More than half of Black, Asian and minority ethnic (BAME) MPs say they have experienced racism, racial profiling and prejudice from fellow MPs, an ITV News investigation has found.
In an anonymous survey sent by ITV News to all 65 BAME MPs, 62% of the 37 respondents said they had experienced racism from staff in the Houses of Parliament while 51% said they had dealt with racism from fellow MPs.
Of the respondents – which include MPs from the Conservatives, Labour and the Liberal Democrats – several spoke of what they had experienced throughout their careers.
Labour’s Tulip Siddiq told ITV News that when she told a fellow MP in the chamber of the House of Commons she was pregnant, her colleague said she was surprised doctors had told her she was having a daughter, as she believed that people from an Asian background are more likely to abort baby girls.
“Speaking to a colleague of a mine, she looked at me in astonishment and said ‘you know you’re having a girl because normally they don’t tell people of Asian origin they’re having a girl because you know, then Asian people decide’… and I looked at her and I couldn’t believe what she was saying,” she told ITV News.
MPs also spoke of the racial profiling and prejudice they’ve faced within the Houses of Parliament. Several highlighted how they had been mistaken for other MPs throughout their time in Westminster, while another said they were told a lift designated for MPs was “not for cleaners”.
Dawn Butler, Labour MP for Brent Central, told ITV News of how she was once escorted out of an MP-only room by security. “A police officer came to physically escort me out of the members’ tearoom even though he was told I was a member of parliament. He later sent me a written apology,” she revealed.
Labour MP for Bradford West Naz Shah said there was no equality for BAME MPs in the Houses of Parliament.
“You battled your way [to parliament], broken the glass ceiling, you think there’s going to be equality, we can advocate equality for the whole of the country and that’s what we’re supposed to be doing but actually we’re landing somewhere we don’t have that equality,” she said.
“Even if you look at the last few weeks with the select committees, 20 select committees, not one BAME MP was made chair.”
A total of 92% of the BAME MPs who responded to the survey said they believed it was more difficult for them to get elected to Westminster because of their ethnicity and faith.
Ms Siddiq said she was advised to use her husband’s English surname when running to become an MP in Hampstead and Kilburn because she was told no one would vote for “Tulip Siddiq”.

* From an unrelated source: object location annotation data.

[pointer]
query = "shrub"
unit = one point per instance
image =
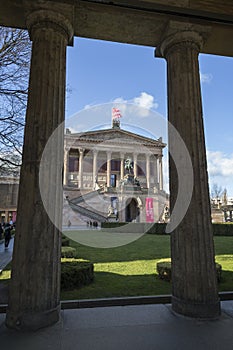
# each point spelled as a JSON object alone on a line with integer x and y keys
{"x": 68, "y": 252}
{"x": 225, "y": 229}
{"x": 163, "y": 268}
{"x": 65, "y": 242}
{"x": 75, "y": 274}
{"x": 157, "y": 228}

Multiple others who responded anonymously to the ITV News survey said concerns about racism within Westminster are often dismissed by fellow MPs.
A total of 81% of the respondents said they had faced racism about their ethnicity or religious beliefs from the public.
One MP, speaking anonymously, said they had been spat at in the street owing to their religious beliefs, while others mentioned racist comments on the doorstep, death threats, racist letters and emails.
Member of Parliament for Oxford West and Abingdon, Lib Dem Layla Moran, who is of Palestinian descent, said she often gets people trying to “tear her down”.
92% say it was more difficult for them to become MPs because of their ethnicity
83% say their ethnicity has made their work as an MP more difficult
81% have experienced racism from public
62% have experienced racism or racial profiling from on the parliamentary estate
51% have experienced racism or racial profiling from fellow MPs
“The comments about going home come to me a lot. It is really hurtful and horrible. You learn to wear an armoured jacket so you don’t listen to it. I’ve got as much right to be here as anyone else,” she said.
Manchester Gorton MP Afzal Khan added that he believes there is now a “license to challenge people’s right to be here”.
“For over 50-plus years I’ve been here, this is my country, everything I have, everything I want to give back, is to this country,” the Labour MP said.
A House of Commons spokesperson responded to the survey and said: “It is unacceptable that some MPs have experienced racism, and we are particularly concerned to hear of instances occurring on the Parliamentary Estate.
“We are committed to taking any necessary steps to ensure this does not happen in future.”